Well, it'll be "new to you", but don't bet on it being new.


----------



## Rusty_Clown (Apr 8, 2010)

D* sends out refurbs too. They just sent me a refurbed HR20-100 for a defective DVR I had.


----------



## fredp (Jun 2, 2007)

I guess I lucked out. Several weeks ago I had a 622 HDMI port go bad after 3+ years. The replacement 622 sent to me looked as if it just came off the factory floor. Clearly tagged as a refurb. Was a bit surprised when I saw it had a R007xx #. My old unit was a R008xx.


----------



## kcolg30 (May 11, 2010)

They also send out refurbed remotes. I got a 722K that looks like the remote came out from an orifice of an animal. I called DISH and they sent me a new one.


----------



## Andy74 (Nov 25, 2005)

I'm in the same shoes. I got the replacement 722 (after the HD failed) and don't like the way it looks. Is there any place I can purchase the front plate. Mine looks like it went through war.


----------



## TBoneit (Jul 27, 2006)

I get computers through here that look like they have been to war or they are alive..... (I keep a can of bug spray handy)

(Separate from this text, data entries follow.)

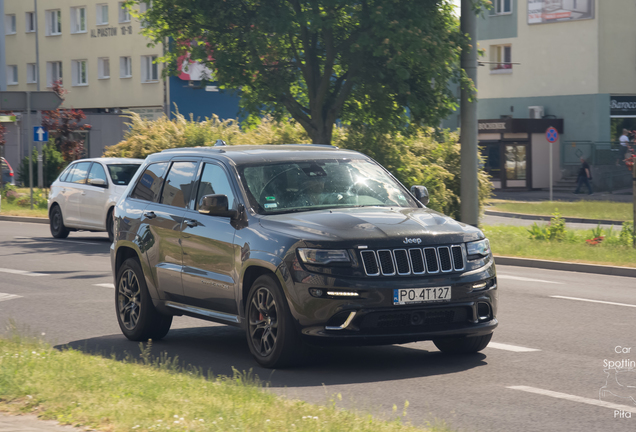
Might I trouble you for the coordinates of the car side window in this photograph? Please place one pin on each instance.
(97, 172)
(78, 175)
(149, 184)
(214, 181)
(179, 183)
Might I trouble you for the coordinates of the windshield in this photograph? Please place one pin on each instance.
(310, 185)
(122, 174)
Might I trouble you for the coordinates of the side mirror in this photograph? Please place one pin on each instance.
(97, 182)
(216, 205)
(421, 193)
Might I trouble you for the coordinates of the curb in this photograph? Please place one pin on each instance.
(567, 266)
(547, 218)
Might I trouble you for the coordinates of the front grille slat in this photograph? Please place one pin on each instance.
(402, 262)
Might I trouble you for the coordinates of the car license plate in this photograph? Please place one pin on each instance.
(421, 295)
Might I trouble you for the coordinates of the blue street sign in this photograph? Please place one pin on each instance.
(40, 134)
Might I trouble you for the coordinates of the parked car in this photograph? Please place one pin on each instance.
(7, 172)
(84, 194)
(296, 244)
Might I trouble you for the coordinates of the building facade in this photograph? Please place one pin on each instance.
(573, 60)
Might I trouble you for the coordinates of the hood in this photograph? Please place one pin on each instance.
(408, 227)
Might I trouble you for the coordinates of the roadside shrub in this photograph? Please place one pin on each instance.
(420, 158)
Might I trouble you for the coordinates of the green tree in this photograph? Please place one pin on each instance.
(380, 63)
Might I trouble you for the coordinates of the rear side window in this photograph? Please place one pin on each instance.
(79, 173)
(149, 185)
(178, 188)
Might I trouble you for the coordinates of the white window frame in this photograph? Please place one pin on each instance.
(78, 22)
(99, 13)
(79, 69)
(12, 75)
(125, 67)
(501, 61)
(10, 24)
(103, 68)
(53, 22)
(29, 22)
(149, 69)
(32, 73)
(53, 72)
(500, 5)
(124, 14)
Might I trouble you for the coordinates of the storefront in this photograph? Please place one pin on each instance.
(517, 153)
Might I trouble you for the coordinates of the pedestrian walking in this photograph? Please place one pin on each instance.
(585, 175)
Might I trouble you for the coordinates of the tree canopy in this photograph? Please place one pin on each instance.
(383, 63)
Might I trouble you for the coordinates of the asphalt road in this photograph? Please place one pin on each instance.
(543, 371)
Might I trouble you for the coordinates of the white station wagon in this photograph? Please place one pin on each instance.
(83, 196)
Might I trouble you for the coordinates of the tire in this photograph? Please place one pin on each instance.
(271, 335)
(468, 345)
(110, 225)
(138, 318)
(56, 223)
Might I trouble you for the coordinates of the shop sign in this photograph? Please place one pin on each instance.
(623, 106)
(551, 11)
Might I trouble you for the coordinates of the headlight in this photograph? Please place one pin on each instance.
(481, 247)
(323, 256)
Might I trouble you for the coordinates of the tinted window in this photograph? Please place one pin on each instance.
(97, 171)
(214, 181)
(150, 182)
(79, 173)
(121, 175)
(178, 187)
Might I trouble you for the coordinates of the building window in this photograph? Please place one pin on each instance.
(503, 7)
(30, 22)
(125, 67)
(9, 24)
(12, 75)
(53, 73)
(54, 22)
(103, 67)
(32, 73)
(102, 14)
(149, 69)
(78, 20)
(124, 15)
(80, 75)
(500, 59)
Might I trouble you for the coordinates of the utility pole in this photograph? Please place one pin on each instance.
(469, 186)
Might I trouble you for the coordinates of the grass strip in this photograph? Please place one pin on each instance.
(584, 209)
(514, 241)
(155, 394)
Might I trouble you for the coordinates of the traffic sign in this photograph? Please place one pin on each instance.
(552, 135)
(40, 134)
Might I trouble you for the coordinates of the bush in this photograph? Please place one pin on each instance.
(416, 159)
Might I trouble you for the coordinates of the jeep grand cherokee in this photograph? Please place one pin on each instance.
(296, 244)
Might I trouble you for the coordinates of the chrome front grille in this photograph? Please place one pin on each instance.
(428, 260)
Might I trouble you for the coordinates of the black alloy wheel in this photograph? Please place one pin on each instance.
(271, 336)
(138, 318)
(56, 223)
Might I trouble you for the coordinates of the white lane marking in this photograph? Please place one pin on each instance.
(22, 272)
(55, 240)
(4, 296)
(575, 398)
(594, 301)
(505, 276)
(513, 348)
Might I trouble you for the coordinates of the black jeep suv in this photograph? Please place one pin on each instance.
(296, 244)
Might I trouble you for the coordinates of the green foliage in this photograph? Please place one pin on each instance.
(360, 62)
(52, 165)
(419, 158)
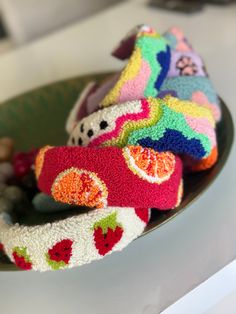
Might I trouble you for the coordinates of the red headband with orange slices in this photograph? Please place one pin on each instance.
(99, 177)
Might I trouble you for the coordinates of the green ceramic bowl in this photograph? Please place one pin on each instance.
(38, 118)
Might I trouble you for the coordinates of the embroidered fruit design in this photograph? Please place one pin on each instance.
(148, 164)
(80, 187)
(143, 214)
(186, 66)
(107, 233)
(21, 258)
(40, 160)
(59, 255)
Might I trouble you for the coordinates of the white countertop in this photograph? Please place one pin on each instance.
(156, 270)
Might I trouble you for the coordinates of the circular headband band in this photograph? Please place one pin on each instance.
(149, 60)
(198, 89)
(110, 176)
(72, 241)
(170, 124)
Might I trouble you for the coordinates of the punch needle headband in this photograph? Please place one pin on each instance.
(181, 127)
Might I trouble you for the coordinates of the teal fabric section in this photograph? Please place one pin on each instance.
(150, 47)
(186, 85)
(171, 120)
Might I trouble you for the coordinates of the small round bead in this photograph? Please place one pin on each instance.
(7, 170)
(90, 133)
(5, 152)
(7, 141)
(5, 205)
(14, 194)
(3, 186)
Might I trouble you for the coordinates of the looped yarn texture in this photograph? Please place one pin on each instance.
(72, 241)
(181, 127)
(99, 177)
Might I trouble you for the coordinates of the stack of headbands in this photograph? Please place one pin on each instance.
(129, 140)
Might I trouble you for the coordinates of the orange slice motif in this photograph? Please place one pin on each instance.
(148, 164)
(80, 187)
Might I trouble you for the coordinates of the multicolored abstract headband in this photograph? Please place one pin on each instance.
(149, 61)
(183, 75)
(110, 176)
(181, 127)
(147, 67)
(187, 77)
(193, 88)
(72, 241)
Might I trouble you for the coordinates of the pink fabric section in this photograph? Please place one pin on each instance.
(203, 127)
(94, 99)
(201, 99)
(134, 89)
(119, 123)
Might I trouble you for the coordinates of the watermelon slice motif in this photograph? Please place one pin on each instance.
(22, 258)
(59, 255)
(107, 233)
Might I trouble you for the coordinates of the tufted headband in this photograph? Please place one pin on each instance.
(110, 176)
(182, 127)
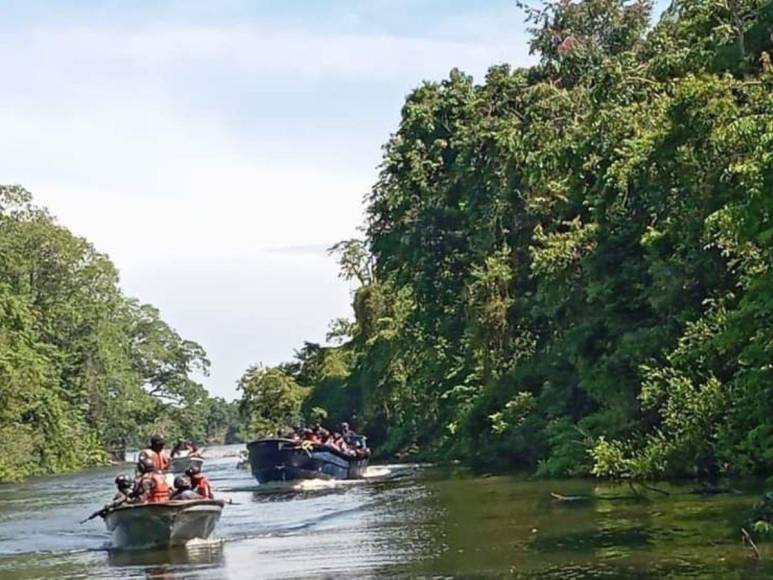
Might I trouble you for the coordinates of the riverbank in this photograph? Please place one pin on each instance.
(405, 520)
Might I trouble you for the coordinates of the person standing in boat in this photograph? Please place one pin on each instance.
(200, 482)
(156, 453)
(151, 486)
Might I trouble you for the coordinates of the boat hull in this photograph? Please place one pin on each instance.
(162, 524)
(283, 460)
(180, 464)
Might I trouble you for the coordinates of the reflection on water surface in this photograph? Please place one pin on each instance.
(404, 521)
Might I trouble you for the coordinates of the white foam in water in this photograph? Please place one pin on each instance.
(377, 471)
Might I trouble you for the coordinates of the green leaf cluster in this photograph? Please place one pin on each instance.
(85, 371)
(568, 266)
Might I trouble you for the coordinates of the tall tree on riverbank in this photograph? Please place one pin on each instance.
(83, 369)
(570, 264)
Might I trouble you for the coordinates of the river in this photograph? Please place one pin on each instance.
(402, 520)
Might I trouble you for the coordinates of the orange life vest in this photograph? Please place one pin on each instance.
(203, 487)
(159, 492)
(160, 460)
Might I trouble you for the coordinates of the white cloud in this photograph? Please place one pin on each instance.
(197, 156)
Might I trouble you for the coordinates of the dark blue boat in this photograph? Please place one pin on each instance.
(286, 460)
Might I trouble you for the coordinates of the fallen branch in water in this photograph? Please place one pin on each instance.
(559, 497)
(747, 539)
(652, 488)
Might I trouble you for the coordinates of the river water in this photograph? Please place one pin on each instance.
(401, 520)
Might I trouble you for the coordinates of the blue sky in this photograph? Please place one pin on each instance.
(214, 149)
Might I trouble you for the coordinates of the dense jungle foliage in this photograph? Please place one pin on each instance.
(84, 370)
(568, 266)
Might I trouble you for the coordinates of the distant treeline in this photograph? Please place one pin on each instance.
(569, 266)
(84, 370)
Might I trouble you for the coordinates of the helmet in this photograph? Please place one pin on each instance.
(145, 464)
(182, 482)
(193, 471)
(123, 481)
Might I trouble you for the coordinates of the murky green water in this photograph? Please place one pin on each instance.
(402, 521)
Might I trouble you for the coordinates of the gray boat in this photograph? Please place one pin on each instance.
(165, 524)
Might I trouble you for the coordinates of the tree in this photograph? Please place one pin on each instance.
(271, 399)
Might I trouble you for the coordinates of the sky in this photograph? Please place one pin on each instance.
(214, 150)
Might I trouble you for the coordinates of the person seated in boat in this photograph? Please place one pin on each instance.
(124, 485)
(200, 482)
(156, 453)
(151, 487)
(310, 436)
(339, 444)
(183, 489)
(180, 448)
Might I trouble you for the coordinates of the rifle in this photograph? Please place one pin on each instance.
(104, 511)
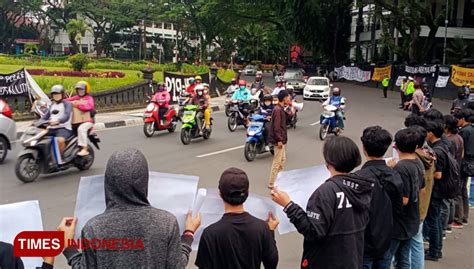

When I sold my two year old computer it still looked like new. I had all the discs & manuals.
The Buyer got a good deal, A new looking Intel Quad core, 4Gb, DVD Burner, 320Gb hard drive.

I think I'm the exception.

Back on topic:
We did Refurbing of DVD players for a customer. They would supply drives. Motherboards, Screens etc. However No cosmetic parts. so they would go back out working but not looking like new.

There are no New 622s for example so most likely no new cosmetic parts available. The only way to get back one that looks like yours is if they took the two to four weeks to fix yours and you did without. 

If it were me and mine looked like new and the replacement was beat up, I would check out how the replacement worked and if it worked OK, I'd swap the front panel and the cover.


----------



## Herdfan (Mar 18, 2006)

Dood said:


> Maybe it is time to switch to DirecTV. Yeah, I know they suck too, but at least I'll get new crappy equipment. :lol:


And MRV.


----------



## Kevin Brown (Sep 4, 2005)

My 1st 722 was brand new and died after 8 months. The replacement was a refurb, and is going strong at just over a year now. I'd take the beat up looking refurb any day.


----------



## oldanbo (May 20, 2004)

ditto here...just swapped a 612. It doesn't look abused in my case and so far is performing much better than the originally installed "new" one. Original install was done in March...roughly. The replacement is also quieter. YMMV


----------